M. X expose ensuite que le contrat de franchise est atteint d’un défaut de cause licite. En effet, il considère que le savoir-faire du franchiseur reposait en grande partie sur des pratiques illicites et que le franchisé Ulysse qui voulait respecter la loi ne pouvait assurer la rentabilité de son entreprise. M. X E à la société Comme Ulysse de lui avoir suggéré de conclure des contrats de travail intermittents avec ses chauffeurs-accompagnateurs en vue de l’exercice d’une activité de transport au profit d’un centre d’accueil de jour pour jeunes adultes alors que les conditions légales permettant de recourir à ce type de contrats n’étaient pas selon lui remplies.

Enfin, M. X fait valoir que l’absence totale d’information de la part du franchiseur sur ce point lors de la signature du contrat affecte la validité du contrat. En effet cela constituerait un vice du consentement pour M. X qui n’aurait jamais accepté de s’engager avec la société Comme Ulysse si elle avait eu connaissance de ses pratiques au préalable.

M. X soutient également que s’il avait su que le franchiseur lui-même et un autre franchisé occupaient déjà le territoire exclusif qui lui avait été conféré, il n’aurait pas conclu le contrat.

La société Comme Ulysse demande à la cour d’appel de confirmer le jugement de première instance en ce qu’il a rejeté la demande de nullité du franchisé.

Concernant les allégations de vice de consentement, la société Comme Ulysse considère qu’elles ne sont pas fondées. Ainsi elle estime que la présentation du marché local était suffisante et que M.

X ne peut faire valoir un défaut de rentabilité après une période d’activité aussi courte (un mois et demi).

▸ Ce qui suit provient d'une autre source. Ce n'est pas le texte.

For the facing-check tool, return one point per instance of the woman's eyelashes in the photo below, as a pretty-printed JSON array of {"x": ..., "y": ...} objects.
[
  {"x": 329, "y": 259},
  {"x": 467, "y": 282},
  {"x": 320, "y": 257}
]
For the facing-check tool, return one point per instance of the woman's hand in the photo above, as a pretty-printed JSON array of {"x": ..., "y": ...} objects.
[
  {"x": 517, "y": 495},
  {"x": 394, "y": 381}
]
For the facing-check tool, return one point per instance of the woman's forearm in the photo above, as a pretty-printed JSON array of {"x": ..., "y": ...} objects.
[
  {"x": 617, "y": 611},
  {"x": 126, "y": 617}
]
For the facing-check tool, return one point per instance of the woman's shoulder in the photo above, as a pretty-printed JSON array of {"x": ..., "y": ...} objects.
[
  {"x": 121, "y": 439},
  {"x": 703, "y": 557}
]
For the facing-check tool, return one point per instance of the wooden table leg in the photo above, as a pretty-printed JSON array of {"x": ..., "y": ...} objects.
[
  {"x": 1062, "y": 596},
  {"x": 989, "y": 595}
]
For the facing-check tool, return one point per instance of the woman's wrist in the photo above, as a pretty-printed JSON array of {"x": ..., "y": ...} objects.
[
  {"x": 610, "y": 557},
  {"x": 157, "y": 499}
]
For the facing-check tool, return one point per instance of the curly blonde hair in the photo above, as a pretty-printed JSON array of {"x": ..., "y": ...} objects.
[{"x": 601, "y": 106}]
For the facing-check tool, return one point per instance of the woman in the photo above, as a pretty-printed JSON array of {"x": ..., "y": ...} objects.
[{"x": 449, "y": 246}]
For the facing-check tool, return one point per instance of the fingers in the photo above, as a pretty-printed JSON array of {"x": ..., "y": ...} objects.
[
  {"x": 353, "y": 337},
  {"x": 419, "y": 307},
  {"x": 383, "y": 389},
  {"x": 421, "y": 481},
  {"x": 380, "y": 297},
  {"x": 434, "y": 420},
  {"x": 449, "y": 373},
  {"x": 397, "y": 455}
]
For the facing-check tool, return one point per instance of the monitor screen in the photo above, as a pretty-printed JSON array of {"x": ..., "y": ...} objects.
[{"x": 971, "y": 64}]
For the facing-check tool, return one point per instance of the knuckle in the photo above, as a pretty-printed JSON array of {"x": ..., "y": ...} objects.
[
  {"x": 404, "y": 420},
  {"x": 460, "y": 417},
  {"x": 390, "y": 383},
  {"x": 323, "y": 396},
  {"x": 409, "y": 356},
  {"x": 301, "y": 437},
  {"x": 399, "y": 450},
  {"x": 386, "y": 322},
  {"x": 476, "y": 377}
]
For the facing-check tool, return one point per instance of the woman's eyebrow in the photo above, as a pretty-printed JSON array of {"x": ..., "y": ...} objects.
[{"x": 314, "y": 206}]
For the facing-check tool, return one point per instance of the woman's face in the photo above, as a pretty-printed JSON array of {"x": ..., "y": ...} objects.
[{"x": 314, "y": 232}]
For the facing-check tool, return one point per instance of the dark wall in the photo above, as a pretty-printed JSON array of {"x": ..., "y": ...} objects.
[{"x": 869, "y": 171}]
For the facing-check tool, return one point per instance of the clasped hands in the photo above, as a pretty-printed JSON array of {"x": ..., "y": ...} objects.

Ensuite, la société Comme Ulysse réfute les allégations de M. X quant aux suggestions de pratiques illicites. D’une part, elle fait valoir que le caractère illicite du recours au travail intermittent n’est absolument pas démontré. D’autre part, elle affirme qu’elle n’était soumise à aucune obligation de conseil du franchisé sur sa gestion sociale, et que M. X, en qualité de commerçant indépendant, restait libre du choix des contrats de travail à conclure et de ses prix.

S’agissant de la nullité du contrat, c’est par des motifs pertinents que la Cour adopte que les premiers juges ont retenu que nulle erreur n’était caractérisée au moment de la conclusion du contrat, la fausseté alléguée du DIP n’étant pas établie pour ce qui concerne les informations sur le marché local. Le tribunal a rappelé à bon droit que l’obligation de procéder à une étude d’implantation incombe au franchisé et il ne peut être soutenu en l’espèce que le DIP, bien que succint sur ces points, n’aurait pas défini le marché général, alors que cela est fait notamment par référence à la loi du 11 février 2005 sur le handicap. Le contrat litigieux n’est donc annulable ni pour le dol, qui est une erreur provoquée, ni pour l’erreur sur les qualités substantielles de la franchise.

A ces justes motifs, il sera ajouté que si le franchisé affirme que le concept de la franchise repose en grande partie sur des pratiques illicites en droit du travail, notamment parce que les contraintes liées aux emplois de chauffeur à temps partiel et aux contrats en période scolaire (CPS) nécessaires à l’exercice rentable de l’activité ne premettraient pas d’y recourir de manière effecive, ces faits ne sont nullement démontrés en l’espèce. En particulier, le courriel de Mme Y du 7 septembre 2016 ('… il y a le conventionnel et/ou légal et après il y a la réalité du marché (notamment en termes de coût') ne peut être interprété en ce sens qu’il refléterait la nécessité structurelle de violer le droit du travail pour exercer l’activité contractuelle de manière rentable. Il convient de souligner à cet égard que le franchisé étant indépendant du franchiseur, il est seul responsable de la gestion des salariés.

Il en résulte que le contrat n’est pas nul non plus pour défaut de cause licite.

Enfin, s’il est établi que le franchiseur a omis d’informer le franchisé que, parmi les établissements implantés sur la zone d’exclusivité du franchisé, l’IME La Doucette et l’IDA Morvan étaient déjà approvisionnés par le franchiseur lui-même ou un autre franchisé, rien ne permet de retenir en l’espèce que M. X n’aurait pas conclu le contrat aux mêmes conditions s’il avait été au courant de cette circonstance. En effet, ce n’est pas parce que ces établissements étaient déjà approvisionnés par le franchiseur que le nouveau franchisé n’avait pas de possibilité de conclure pour l’avenir des contrats avec ces établissements ; ceci sans préjudice de l’appréciation du comportement du franchiseur au titre de la demande en résolution du contrat.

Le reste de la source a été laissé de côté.